Fluids that are important for two-phase immersion cooling are classified as per- and polyfluoroalkyl substances (PFAS), and more than 4,000 synthetic chemicals are used in industries and products such as firefighting, medicine and food packaging. Emerging PFAS regulations in the European Union and the United States are a potential barrier to their use in two-phase immersion cooling. On 7 February 2023, the European Chemicals Agency published the restriction proposal for PFAS substances26. Similarly, several US states are also working to restrict or ban non-essential PFAS use. A broad ban on more than 10,000 chemicals might be impractical, but science-based regulations based on overall LCA, persistence, bioaccumulation and toxicity may be effective.
The limitations on PFAS use may directly influence data centre immersion-cooling efforts. However, LCAs can calculate PFAS leakage impacts, help mitigate their associated risks and establish industry best practices such as sealed tanks and multiple levels of fluid containment.

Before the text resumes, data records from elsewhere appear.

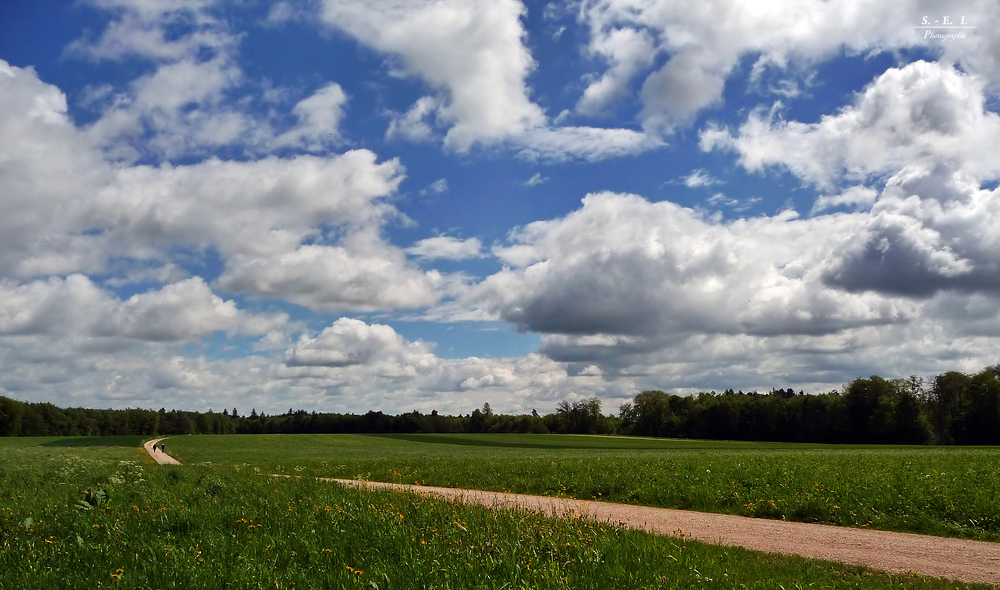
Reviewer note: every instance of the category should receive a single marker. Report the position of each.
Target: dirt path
(955, 559)
(159, 456)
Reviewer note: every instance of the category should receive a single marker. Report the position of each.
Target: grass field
(946, 491)
(96, 513)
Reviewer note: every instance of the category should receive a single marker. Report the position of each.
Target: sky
(345, 205)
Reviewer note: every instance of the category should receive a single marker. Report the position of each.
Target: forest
(950, 408)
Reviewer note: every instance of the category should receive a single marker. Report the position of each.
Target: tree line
(951, 408)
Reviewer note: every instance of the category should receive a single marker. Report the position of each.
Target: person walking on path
(162, 457)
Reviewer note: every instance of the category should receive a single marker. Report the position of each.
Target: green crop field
(948, 491)
(97, 513)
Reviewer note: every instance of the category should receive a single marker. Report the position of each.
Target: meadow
(945, 491)
(97, 513)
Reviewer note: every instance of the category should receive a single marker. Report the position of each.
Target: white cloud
(855, 196)
(628, 51)
(923, 114)
(623, 266)
(705, 41)
(536, 180)
(411, 125)
(437, 187)
(353, 342)
(700, 178)
(333, 279)
(470, 52)
(319, 117)
(557, 144)
(446, 247)
(76, 309)
(305, 228)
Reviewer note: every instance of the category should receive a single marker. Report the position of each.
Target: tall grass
(87, 517)
(948, 491)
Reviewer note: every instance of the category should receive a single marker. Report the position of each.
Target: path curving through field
(159, 456)
(899, 553)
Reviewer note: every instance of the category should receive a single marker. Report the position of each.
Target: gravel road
(955, 559)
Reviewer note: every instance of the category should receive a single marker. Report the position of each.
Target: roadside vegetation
(74, 515)
(951, 408)
(947, 491)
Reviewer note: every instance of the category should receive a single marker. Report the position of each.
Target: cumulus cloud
(353, 342)
(446, 247)
(470, 52)
(700, 178)
(319, 117)
(915, 243)
(304, 228)
(628, 51)
(182, 105)
(536, 180)
(923, 130)
(75, 307)
(705, 42)
(924, 114)
(473, 55)
(622, 266)
(585, 143)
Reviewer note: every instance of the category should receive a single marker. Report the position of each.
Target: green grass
(948, 491)
(105, 517)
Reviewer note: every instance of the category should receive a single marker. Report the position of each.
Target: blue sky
(344, 205)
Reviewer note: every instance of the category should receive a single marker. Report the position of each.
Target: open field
(945, 491)
(78, 516)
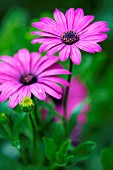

For end users, LCAs are powerful tools in reducing GHG emissions, water consumption and energy demand. A holistic, multi-pronged risk-mitigation approach to use liquid-cooling fluids at scale includes the following:
-
alleviating the impacts of accidental spills by using chemicals that will not partition into groundwater and have lower solubility and reactivity with water streams;
-
ensuring that the fluid creation process follows all environmental, health and safety protocols, and that the production plant always acts as a good neighbour to its surrounding community;
-
tracking transportation and establishing the shortest possible routes;
-
using containers and secondary containers to prevent direct ground spills;
-
situating the data centres away from large bodies of water (above or below ground) in zones with low natural disaster risk and drier climates;
-
using asphalt and concrete barriers to catalyse evaporation if spill prevention fails; and
-
minimizing server and tank fluid usage, designing tanks for minimal fluid loss, implementing primary and secondary spill containment, monitoring vapour loss, implementing mechanical and chemical vapour traps at the exhaust systems and providing adequate air circulation in the data centre.